The medicine, known as simeprevir, was recommended by a European Medicines Agency panel as a treatment for chronic hepatitis C in adult patients, the regulator said in a statement today. The drug was approved by the U.S. Food and Drug Administration in November. If backed by the European Commission, the pill would be marketed as Olysio.
J&J, Medivir, Gilead Sciences Inc. and Bristol-Myers Squibb Co. (BMY) are among companies that have been developing new pills for the virus that reduce the need for interferon shots, which cause flu-like symptoms. The market for hepatitis C drugs may reach more than $100 billion over a decade, according to Bloomberg Industries. Simeprevir may generate $326 million for New Brunswick, New Jersey-based J&J in 2016, according to the average of four analysts’ estimates compiled by Bloomberg.
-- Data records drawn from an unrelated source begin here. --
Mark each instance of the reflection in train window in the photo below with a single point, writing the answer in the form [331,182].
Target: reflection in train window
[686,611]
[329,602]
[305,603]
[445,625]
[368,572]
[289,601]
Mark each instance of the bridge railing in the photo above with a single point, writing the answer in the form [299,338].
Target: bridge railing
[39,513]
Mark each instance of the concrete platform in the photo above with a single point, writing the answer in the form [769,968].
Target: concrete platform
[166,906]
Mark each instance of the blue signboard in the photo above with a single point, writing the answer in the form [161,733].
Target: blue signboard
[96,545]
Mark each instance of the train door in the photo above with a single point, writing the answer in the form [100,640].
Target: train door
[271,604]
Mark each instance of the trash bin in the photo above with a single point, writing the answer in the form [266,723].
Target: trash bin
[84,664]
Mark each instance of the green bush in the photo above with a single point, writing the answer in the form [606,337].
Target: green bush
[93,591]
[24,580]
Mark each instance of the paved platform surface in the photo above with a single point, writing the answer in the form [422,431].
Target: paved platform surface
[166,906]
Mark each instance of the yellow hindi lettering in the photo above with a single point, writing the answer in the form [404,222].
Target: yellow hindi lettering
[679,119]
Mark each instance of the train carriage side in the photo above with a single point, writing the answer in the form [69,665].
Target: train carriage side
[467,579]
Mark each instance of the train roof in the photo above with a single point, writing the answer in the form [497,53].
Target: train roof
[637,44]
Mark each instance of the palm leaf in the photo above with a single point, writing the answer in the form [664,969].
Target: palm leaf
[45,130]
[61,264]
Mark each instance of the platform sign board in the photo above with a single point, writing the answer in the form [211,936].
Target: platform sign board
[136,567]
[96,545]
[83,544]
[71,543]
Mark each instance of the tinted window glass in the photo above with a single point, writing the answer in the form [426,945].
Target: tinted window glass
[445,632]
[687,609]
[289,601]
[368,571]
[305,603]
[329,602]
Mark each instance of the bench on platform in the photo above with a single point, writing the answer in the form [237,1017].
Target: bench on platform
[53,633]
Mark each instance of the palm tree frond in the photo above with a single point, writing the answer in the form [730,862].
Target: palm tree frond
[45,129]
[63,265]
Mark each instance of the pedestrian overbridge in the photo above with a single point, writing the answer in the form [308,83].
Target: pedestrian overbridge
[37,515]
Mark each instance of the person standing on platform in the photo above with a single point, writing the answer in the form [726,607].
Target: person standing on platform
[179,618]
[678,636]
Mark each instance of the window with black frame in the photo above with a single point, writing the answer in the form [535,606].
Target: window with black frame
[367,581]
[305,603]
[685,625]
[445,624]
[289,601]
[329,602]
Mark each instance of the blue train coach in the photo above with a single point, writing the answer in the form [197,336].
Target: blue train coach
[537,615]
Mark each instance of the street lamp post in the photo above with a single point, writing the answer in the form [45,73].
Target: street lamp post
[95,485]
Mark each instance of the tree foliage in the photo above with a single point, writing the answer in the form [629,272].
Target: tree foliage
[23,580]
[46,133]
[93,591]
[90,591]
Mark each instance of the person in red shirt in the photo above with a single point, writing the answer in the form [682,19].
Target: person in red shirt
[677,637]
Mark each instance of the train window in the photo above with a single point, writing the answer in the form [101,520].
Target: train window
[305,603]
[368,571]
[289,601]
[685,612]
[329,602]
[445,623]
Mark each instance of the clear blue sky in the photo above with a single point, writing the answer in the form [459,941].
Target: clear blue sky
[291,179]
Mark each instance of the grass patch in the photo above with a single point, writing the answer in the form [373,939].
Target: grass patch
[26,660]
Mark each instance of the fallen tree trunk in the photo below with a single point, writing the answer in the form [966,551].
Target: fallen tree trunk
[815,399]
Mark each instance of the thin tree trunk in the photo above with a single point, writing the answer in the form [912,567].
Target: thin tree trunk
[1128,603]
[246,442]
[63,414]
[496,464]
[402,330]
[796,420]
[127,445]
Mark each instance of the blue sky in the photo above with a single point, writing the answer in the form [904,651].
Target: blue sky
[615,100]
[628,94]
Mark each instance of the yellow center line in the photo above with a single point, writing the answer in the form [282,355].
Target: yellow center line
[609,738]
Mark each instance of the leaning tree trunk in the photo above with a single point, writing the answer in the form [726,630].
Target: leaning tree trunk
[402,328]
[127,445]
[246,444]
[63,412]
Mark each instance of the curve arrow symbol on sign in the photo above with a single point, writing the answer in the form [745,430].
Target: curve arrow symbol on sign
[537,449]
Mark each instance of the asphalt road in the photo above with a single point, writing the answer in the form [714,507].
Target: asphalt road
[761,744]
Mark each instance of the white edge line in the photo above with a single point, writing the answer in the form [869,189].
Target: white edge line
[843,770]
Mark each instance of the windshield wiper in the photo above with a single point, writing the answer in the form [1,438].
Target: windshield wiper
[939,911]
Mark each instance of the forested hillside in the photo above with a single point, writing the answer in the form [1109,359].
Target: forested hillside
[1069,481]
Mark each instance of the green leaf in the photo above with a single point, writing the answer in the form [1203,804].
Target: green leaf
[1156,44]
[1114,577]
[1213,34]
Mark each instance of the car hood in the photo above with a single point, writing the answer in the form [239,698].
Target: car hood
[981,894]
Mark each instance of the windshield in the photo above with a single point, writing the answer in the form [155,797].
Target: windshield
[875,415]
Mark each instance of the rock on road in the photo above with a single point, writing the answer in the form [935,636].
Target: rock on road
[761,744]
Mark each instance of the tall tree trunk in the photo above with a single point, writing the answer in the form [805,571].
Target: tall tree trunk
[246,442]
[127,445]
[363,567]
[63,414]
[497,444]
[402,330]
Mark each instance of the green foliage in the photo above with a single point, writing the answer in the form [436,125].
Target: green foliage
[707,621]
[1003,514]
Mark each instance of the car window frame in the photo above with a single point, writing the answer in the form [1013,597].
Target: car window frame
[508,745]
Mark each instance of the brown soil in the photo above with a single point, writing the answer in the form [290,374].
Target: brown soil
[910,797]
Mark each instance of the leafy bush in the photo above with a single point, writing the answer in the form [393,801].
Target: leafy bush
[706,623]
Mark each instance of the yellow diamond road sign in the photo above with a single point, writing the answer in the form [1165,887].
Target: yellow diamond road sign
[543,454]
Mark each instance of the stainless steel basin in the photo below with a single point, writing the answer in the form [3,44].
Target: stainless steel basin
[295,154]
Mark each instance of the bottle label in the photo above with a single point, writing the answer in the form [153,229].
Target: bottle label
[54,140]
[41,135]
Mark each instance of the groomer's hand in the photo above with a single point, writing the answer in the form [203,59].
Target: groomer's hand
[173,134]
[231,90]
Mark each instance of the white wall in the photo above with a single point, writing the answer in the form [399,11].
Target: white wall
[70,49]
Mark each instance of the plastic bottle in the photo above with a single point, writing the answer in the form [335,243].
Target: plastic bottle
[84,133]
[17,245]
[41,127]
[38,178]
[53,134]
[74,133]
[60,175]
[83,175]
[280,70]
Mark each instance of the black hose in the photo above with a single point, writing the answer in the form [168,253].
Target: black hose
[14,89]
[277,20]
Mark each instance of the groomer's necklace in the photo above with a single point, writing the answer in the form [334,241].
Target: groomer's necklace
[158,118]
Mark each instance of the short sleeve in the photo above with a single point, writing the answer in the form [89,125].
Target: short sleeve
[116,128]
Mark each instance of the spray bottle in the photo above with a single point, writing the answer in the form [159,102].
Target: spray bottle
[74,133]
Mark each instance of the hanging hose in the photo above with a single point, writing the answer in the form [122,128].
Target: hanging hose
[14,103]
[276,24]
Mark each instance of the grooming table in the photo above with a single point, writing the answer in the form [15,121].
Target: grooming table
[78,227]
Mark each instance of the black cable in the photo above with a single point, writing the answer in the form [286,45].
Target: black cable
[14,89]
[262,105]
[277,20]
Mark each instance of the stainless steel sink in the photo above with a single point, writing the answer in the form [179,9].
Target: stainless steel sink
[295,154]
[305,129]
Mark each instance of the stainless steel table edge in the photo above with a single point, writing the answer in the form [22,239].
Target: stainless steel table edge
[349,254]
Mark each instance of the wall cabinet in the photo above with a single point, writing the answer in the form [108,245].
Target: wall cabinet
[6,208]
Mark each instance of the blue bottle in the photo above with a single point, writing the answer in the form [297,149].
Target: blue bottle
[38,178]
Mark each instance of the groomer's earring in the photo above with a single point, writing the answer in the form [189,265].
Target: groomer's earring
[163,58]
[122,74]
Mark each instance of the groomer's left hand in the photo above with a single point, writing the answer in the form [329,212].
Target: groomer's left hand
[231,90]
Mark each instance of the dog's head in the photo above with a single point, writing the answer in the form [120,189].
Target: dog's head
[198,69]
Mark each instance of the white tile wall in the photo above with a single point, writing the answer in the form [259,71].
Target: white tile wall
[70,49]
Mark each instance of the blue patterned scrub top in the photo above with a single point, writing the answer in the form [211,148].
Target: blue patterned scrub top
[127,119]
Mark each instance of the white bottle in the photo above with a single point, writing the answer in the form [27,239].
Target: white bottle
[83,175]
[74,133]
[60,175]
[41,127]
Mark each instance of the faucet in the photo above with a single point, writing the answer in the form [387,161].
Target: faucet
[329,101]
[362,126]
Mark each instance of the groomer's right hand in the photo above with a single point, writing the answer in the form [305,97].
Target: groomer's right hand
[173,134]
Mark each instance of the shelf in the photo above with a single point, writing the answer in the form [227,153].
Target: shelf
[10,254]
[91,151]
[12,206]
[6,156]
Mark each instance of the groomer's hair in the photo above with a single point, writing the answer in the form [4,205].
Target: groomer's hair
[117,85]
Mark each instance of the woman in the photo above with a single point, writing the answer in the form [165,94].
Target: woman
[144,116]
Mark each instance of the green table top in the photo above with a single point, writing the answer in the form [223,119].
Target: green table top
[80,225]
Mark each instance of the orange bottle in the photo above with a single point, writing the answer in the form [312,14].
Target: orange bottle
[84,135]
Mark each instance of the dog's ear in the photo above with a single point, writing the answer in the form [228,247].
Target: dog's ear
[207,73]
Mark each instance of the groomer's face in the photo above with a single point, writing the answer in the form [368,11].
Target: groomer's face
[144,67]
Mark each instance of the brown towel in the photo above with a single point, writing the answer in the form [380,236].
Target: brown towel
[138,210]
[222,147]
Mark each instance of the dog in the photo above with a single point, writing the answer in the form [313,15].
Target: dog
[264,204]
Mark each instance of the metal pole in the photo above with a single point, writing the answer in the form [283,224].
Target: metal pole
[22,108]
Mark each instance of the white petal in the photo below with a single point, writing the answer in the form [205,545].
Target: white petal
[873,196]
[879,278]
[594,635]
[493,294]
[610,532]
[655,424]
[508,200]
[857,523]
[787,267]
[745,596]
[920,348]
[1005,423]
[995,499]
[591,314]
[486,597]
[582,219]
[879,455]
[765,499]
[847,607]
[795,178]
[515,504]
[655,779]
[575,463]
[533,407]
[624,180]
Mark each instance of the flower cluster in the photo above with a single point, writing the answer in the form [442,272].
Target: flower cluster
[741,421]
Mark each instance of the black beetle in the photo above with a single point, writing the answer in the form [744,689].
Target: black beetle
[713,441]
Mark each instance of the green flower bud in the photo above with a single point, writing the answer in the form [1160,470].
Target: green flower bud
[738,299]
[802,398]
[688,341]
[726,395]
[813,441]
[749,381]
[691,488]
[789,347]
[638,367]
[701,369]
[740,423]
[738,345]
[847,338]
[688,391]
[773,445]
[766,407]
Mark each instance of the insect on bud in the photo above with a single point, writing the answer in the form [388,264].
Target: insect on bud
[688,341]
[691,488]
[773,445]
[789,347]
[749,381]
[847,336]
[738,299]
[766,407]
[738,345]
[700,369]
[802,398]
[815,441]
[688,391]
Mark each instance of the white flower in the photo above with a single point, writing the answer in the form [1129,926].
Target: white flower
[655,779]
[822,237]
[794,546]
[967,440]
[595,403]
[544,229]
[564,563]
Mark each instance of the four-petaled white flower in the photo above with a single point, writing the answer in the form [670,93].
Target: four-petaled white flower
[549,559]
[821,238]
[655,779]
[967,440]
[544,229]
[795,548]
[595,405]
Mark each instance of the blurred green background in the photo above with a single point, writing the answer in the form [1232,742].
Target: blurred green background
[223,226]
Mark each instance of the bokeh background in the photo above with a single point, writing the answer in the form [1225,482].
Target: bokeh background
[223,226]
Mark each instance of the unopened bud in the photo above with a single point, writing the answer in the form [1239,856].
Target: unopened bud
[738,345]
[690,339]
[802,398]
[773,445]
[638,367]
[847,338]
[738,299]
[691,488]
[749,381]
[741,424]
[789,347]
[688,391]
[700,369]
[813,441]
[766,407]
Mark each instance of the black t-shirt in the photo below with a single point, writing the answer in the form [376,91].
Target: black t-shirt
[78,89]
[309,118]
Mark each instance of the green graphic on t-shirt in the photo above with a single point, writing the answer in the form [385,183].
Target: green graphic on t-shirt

Gilead’s hepatitis C treatment Sovaldi was cleared by the FDA in December. While simeprevir can cut the current treatment time in half to 24 weeks, Sovaldi works in 12 weeks for most patients.
AbbVie Inc. (ABBV) is also developing a 12-week combination treatment that cured 99 percent of patients in a late-stage trial, the company said this month.
Hepatitis C, which affects 150 million people globally, can be passed through infected blood or body fluids, commonly through needle-sharing by drug users. The virus may be carried for years without symptoms, and the U.S. Centers for Disease Control and Prevention has recommended that baby boomers born between 1945 and 1965 get tested for the infection.
The European agency’s recommendations are the final stage before the European Commission, the EU’s executive arm, approves or rejects a drug for sale to patients in the 28-nation region.